If the open highway beckons to you, consider renting a motorbike and tackling the famed MHS loop. Starting and ending in Chiang Mai, this loop takes you along 1,864 curves through some of the country’s most beautiful landscapes. It’s a long and winding road, but there are plenty of places to stop along the way and stay for a night or more. Stop at the highest point in Thailand, chill by rushing waterfalls, take in some incredible views, explore caves, or party down in the backpacker Mecca of Pai. Some complete the loop in as little as four days, but you’ll have much more fun with a bit more time.

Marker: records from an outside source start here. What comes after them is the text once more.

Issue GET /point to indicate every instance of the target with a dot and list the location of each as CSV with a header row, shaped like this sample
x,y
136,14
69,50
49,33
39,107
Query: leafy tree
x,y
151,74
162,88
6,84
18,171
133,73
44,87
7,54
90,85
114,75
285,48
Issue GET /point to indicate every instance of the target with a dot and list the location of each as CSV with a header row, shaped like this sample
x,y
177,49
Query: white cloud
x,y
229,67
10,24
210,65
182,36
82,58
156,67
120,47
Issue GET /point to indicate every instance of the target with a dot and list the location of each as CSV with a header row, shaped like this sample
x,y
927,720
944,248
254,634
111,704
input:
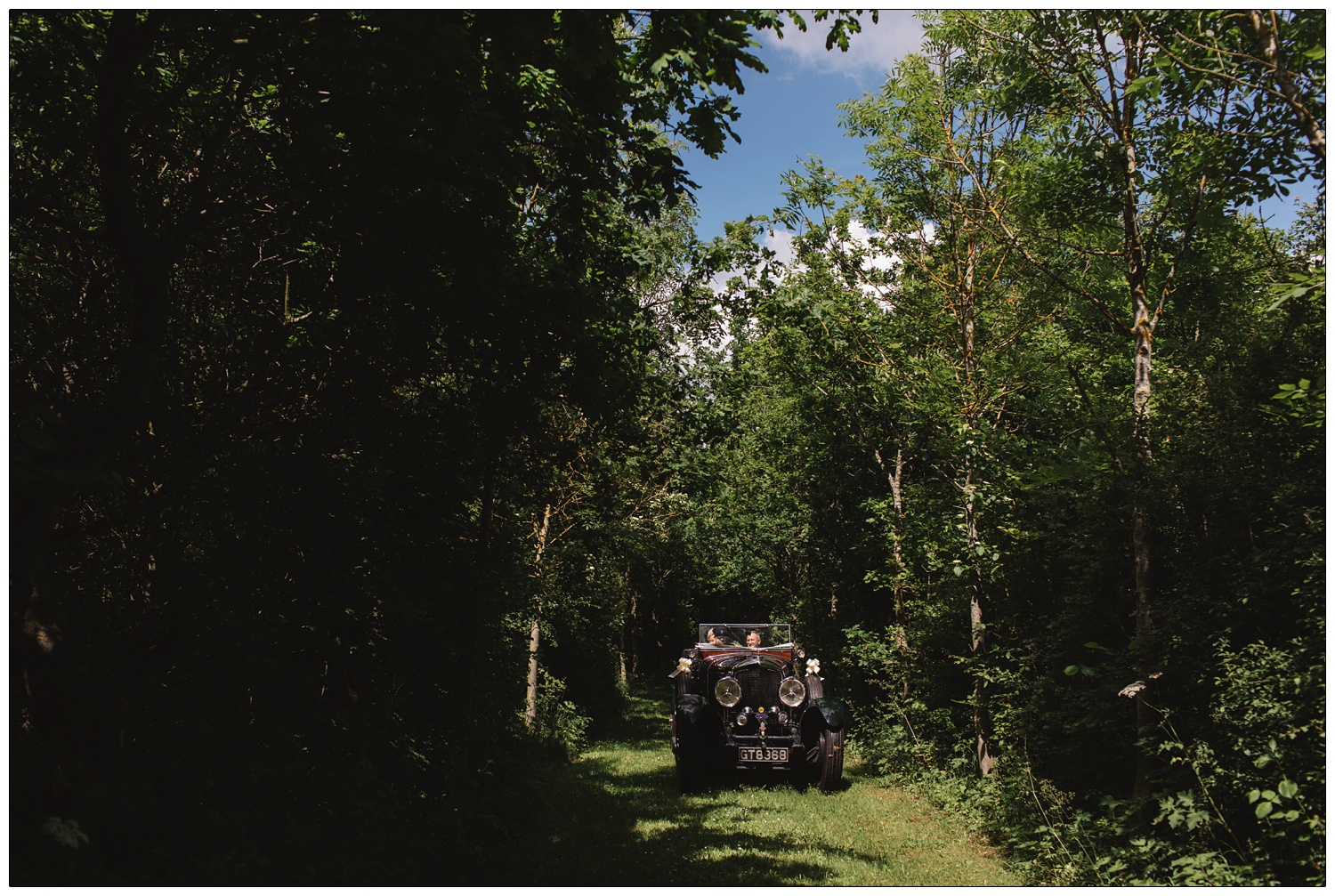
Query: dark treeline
x,y
374,427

We spent ten nights on the road, mostly because we loved Pai so much.
Those who are interested in caves need to budget a few days for Soppong. The Australian owner of the Cave Lodge and Co. have been exploring the area’s many caves for decades and lead various strips to them. Visit one at sunset to see the mass exodus of bats and the returning swifts. There are also plenty of walks you can do in the area on your own, or you can sign up for treks to visit some remote villages.
People had been telling us we’d love Pai for years, and they were all proven right when we finally went on our last trip to Thailand. Days here can be spent hiking in the canyon, tubing down the river, exploring the surrounding villages, or soaking in hot springs. Nights are full of delicious food, great bars, live music, and the occasional art and music party. If you’re inclined to drum circles, poi spinning, and yoga, be warned – you just might never leave.
Much smaller and far less crowded than Angkor or Bagan, the ruins of this ancient Thai capital make for a great leisurely day on a bicycle. Anyone interested in Thai history and culture should consider adding this to their itinerary, as it’s an easy fit in between Chiang Mai and Bangkok that really only needs one extra day.
Another option for exploring the ruins of a former kingdom is Ayutthaya. There’s a bit more to see here than Sukhothai, but its proximity to the capital makes it an easy day trip. Tuk-tuk drivers are waiting at the train station and can give you a great tour of the temples with a stop for lunch and have you back in BKK in time for Happy Hour.
After that epic adventure in the north, chances are you’ll be a little bit tired when you arrive in the city. Take our advice and give yourself a week here, rent an apartment or at least a decent room, and take it easy. There’s a lot to see in Bangkok, it’s huge, and it’s usually pretty damn hot. Spend your time sightseeing, hitting some of the famous markets, enjoying the culinary scene, and sampling a bit of the city’s infamous nightlife. There’s a lot to see, do, and eat in Bangkok, but we’ll get to that another day.